Acconti Irpef e cedolare secca per l’anno 2018

Nel modello REDDITI vanno riportati, se dovuti, l’ammontare dell’acconto Irpef e dell’acconto per la cedolare secca per l’anno 2018.

Per stabilire se è dovuto o meno l’acconto Irpef per il 2018, si deve fare riferimento all’importo “Differenza” (Rigo RN34 o RN61 del quadro RN).
Se “Differenza”:

  • Non supera euro 51,65 non è dovuto acconto;
  • Supera euro 51,65 è dovuto acconto nella misura del 100% dell’ammontare “Differenza”.

L’acconto così determinato deve essere versato:

  • In unica soluzione entro il 30 novembre 2018 se l’importo dovuto è inferiore ad euro 257,52;
  • In due rate, se l’importo dovuto è pari o superiore ad euro 257,52, di cui:
    – la prima rata nella misura del 40%, entro il 2 luglio 2018 ovvero entro il 20 agosto 2018 con la maggiorazione dello 0.40%;
    – la seconda, nella restante misura del 60% entro il 30 novembre 2018.

Le modalità di calcolo dell’acconto per la cedolare secca sono del tutto simili, ad eccezione della misura dovuta (95% del “Totale imposta cedolare secca” anziché 100%).
Per stabilire se è dovuto o meno l’acconto relativo alla cedolare per l’anno 2018 occorre controllare l’importo indicato nel rigo LC1, colonna 5 (“Differenza”).

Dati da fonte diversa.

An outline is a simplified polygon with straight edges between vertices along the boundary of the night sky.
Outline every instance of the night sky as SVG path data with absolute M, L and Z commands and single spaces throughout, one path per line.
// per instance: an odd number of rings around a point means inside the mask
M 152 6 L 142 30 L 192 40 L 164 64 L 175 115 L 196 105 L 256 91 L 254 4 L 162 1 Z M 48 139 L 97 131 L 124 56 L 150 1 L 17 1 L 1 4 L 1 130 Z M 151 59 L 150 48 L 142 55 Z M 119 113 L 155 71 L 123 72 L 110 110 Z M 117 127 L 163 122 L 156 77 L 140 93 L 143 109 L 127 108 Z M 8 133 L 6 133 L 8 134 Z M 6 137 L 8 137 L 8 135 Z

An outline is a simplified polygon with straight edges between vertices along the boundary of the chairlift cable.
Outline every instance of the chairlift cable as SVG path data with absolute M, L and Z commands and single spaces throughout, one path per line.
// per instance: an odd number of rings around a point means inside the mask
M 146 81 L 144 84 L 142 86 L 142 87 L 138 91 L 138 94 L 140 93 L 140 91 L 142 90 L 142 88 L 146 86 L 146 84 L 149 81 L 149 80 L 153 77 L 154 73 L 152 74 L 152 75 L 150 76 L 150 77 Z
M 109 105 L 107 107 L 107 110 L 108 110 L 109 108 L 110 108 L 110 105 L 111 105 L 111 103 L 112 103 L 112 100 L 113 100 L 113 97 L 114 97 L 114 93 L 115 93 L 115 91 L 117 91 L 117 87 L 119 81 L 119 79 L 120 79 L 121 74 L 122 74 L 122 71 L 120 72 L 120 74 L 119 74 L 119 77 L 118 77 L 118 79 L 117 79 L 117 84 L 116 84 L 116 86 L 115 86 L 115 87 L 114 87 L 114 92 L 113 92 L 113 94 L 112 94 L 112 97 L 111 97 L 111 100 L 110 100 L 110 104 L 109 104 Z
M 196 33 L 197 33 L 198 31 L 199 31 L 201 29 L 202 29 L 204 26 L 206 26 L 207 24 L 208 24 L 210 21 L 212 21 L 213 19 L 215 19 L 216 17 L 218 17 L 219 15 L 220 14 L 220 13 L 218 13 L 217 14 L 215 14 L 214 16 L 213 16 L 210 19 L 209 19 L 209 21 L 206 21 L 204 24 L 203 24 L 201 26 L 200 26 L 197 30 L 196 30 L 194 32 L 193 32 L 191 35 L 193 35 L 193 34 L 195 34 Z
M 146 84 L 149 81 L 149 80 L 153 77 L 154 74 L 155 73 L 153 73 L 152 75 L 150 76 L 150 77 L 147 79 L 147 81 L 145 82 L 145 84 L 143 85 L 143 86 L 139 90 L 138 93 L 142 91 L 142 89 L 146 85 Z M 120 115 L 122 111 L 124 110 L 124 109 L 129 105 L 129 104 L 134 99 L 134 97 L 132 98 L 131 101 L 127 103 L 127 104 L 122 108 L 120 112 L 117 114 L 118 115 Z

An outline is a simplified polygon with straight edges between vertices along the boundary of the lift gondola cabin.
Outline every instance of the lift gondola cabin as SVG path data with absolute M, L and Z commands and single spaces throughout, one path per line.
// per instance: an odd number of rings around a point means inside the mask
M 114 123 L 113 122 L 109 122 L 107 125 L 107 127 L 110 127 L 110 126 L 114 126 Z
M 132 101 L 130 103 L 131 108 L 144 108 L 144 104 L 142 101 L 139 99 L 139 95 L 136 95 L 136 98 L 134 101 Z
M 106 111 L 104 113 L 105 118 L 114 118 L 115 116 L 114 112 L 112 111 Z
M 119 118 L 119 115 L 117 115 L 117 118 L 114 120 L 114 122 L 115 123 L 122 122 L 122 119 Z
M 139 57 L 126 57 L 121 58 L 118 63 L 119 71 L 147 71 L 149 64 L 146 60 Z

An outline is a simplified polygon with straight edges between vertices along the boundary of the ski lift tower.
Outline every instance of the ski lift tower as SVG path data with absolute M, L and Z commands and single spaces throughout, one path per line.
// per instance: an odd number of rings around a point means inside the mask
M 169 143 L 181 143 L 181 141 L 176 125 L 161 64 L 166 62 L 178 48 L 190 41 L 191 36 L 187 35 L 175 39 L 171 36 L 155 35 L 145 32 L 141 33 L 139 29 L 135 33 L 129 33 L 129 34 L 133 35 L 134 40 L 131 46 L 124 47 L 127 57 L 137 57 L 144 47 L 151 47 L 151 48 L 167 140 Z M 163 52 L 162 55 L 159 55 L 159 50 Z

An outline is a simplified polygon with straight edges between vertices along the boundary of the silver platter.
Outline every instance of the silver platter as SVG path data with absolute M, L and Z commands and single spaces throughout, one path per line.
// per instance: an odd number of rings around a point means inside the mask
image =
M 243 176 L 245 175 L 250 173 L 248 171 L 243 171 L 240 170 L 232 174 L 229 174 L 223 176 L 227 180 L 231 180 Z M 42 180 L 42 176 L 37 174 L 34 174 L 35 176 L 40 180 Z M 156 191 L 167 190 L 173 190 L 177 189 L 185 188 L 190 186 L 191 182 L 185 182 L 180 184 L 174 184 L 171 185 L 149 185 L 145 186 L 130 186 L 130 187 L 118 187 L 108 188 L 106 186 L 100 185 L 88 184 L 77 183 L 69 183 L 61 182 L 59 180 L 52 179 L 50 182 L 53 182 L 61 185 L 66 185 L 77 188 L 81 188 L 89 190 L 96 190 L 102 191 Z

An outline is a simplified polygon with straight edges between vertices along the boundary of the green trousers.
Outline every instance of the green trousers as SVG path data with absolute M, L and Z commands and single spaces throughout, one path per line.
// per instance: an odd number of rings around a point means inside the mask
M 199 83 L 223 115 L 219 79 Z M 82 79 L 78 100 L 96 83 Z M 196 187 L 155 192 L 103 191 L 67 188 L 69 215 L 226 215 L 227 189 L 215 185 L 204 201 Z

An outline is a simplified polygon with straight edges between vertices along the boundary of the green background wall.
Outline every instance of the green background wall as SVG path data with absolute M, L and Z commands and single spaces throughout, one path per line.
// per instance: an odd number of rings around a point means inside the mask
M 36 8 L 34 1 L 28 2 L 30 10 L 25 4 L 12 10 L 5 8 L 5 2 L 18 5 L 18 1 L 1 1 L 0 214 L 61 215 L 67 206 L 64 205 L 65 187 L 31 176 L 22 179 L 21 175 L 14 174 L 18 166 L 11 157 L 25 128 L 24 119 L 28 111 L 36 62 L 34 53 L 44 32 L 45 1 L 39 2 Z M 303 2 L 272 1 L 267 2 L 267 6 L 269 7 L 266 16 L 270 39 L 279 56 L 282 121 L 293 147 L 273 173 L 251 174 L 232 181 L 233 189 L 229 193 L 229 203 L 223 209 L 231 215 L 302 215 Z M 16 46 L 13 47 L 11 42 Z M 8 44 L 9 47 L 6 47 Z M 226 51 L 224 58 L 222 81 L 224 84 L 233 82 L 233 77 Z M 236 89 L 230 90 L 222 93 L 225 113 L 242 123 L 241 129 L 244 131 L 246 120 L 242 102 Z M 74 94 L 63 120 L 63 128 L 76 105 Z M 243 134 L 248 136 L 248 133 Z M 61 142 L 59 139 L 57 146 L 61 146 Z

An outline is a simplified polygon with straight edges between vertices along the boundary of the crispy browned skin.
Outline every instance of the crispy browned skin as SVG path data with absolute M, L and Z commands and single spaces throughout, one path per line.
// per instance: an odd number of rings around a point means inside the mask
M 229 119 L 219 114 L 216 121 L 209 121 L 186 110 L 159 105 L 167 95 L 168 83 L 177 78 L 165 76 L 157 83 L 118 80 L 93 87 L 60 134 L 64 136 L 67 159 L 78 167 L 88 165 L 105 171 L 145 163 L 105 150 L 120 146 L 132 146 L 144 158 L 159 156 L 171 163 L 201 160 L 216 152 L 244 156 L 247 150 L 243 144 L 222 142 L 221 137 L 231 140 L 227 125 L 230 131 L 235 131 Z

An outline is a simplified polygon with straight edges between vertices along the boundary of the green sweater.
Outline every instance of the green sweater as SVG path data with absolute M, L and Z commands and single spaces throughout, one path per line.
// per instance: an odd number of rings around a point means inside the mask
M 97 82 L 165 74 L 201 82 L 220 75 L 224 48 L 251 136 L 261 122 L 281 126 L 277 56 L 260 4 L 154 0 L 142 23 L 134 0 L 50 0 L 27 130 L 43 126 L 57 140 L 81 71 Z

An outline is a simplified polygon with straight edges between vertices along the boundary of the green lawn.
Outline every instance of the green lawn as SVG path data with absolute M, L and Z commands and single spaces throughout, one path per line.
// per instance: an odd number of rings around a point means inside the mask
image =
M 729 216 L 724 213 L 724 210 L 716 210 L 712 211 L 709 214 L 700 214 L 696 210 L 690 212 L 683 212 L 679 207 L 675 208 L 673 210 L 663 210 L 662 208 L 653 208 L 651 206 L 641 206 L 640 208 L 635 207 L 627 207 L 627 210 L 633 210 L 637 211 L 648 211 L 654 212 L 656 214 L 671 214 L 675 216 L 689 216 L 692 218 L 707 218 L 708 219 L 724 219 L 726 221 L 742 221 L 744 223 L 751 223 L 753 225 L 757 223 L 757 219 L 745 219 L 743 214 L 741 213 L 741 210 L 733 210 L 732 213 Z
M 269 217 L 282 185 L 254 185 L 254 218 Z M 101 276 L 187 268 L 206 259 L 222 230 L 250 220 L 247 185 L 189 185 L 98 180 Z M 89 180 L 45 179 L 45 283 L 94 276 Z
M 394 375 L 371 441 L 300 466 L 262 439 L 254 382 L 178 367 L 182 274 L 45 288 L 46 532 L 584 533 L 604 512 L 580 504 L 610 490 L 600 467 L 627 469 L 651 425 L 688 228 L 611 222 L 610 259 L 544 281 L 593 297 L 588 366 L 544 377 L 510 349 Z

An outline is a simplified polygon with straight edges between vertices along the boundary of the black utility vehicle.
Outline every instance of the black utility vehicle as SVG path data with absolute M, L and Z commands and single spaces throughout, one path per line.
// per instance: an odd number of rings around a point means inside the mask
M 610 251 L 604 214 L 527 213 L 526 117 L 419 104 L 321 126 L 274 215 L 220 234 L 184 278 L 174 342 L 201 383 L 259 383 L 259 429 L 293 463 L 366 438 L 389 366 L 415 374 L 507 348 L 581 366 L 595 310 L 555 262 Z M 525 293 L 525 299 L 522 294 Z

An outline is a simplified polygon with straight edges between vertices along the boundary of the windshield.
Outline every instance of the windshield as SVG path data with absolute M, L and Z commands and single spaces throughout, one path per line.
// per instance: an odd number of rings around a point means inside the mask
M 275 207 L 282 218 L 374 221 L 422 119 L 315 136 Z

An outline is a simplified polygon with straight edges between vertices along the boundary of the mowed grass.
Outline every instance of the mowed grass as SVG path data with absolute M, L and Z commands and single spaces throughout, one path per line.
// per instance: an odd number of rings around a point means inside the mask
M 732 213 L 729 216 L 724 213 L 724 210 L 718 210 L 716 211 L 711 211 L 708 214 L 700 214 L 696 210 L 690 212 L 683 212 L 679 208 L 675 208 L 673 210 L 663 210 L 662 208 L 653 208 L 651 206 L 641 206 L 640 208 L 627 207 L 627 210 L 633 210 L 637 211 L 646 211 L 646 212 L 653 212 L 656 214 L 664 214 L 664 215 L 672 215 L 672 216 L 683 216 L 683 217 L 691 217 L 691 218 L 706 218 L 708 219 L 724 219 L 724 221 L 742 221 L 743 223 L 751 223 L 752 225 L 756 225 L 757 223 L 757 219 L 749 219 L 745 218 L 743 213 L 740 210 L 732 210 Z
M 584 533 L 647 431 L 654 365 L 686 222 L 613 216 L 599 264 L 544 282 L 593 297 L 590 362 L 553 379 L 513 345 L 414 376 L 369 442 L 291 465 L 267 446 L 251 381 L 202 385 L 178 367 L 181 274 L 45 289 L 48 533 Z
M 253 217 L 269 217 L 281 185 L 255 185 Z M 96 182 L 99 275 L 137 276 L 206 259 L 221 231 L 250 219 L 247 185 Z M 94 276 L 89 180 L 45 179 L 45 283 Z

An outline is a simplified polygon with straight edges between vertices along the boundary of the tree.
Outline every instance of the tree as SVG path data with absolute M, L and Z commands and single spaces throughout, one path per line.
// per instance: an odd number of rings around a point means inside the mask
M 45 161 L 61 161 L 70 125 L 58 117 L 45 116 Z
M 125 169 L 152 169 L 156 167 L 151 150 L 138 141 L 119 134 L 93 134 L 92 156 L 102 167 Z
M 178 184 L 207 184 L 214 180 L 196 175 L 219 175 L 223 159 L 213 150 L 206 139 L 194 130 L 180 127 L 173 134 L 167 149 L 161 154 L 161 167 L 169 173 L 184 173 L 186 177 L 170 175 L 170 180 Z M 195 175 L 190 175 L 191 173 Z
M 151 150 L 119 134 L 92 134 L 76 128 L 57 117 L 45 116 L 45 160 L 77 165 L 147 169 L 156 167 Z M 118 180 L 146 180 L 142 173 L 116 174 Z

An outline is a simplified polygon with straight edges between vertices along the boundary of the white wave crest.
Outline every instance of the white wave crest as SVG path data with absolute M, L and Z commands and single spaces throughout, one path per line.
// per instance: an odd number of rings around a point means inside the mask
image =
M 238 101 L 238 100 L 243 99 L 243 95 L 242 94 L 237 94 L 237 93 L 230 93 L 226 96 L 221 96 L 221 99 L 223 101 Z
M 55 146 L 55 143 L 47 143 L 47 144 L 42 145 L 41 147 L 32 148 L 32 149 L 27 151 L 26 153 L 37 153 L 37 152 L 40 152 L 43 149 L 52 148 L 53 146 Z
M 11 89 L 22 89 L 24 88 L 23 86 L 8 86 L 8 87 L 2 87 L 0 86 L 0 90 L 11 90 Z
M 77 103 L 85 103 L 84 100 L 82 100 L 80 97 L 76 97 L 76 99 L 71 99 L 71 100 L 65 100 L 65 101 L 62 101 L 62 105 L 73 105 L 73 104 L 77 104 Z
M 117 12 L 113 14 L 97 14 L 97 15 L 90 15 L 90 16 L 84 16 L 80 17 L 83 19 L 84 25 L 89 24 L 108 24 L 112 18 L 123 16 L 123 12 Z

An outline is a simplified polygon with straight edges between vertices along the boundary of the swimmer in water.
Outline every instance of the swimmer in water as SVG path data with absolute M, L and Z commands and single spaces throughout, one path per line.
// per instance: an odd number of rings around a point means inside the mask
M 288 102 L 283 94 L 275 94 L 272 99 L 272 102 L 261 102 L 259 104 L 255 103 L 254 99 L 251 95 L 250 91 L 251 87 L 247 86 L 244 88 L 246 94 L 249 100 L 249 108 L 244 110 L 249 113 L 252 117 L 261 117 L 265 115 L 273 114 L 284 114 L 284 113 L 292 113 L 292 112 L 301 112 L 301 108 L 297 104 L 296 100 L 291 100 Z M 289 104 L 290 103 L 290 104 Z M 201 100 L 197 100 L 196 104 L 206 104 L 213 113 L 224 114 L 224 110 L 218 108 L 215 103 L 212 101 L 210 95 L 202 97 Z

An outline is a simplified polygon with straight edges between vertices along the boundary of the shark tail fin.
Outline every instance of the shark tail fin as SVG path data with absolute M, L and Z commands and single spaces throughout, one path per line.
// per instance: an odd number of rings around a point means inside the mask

Acconto Addizionale Comunale all’Irpef dovuto per l’anno 2018

L’acconto per l’addizionale comunale all’Irpef per il 2018 è pari al 30% dell’importo determinato applicando al reddito imponibile (rigo RV17 col. 2) l’aliquota deliberata dal comune nel quale il contribuente ha la residenza alla data del 1° gennaio 2018.

 

COME SI EFFETTUANO I VERSAMENTI 

Tutti i contribuenti per il pagamento delle imposte devono utilizzare il modello di versamento F24.

I contribuenti non titolari di partita IVA possono effettuare i versamenti su modello cartaceo oppure possono adottare le modalità telematiche di versamento utilizzando i servizi online dell’Agenzia delle entrate o del sistema bancario o postale, tramite intermediari abilitati.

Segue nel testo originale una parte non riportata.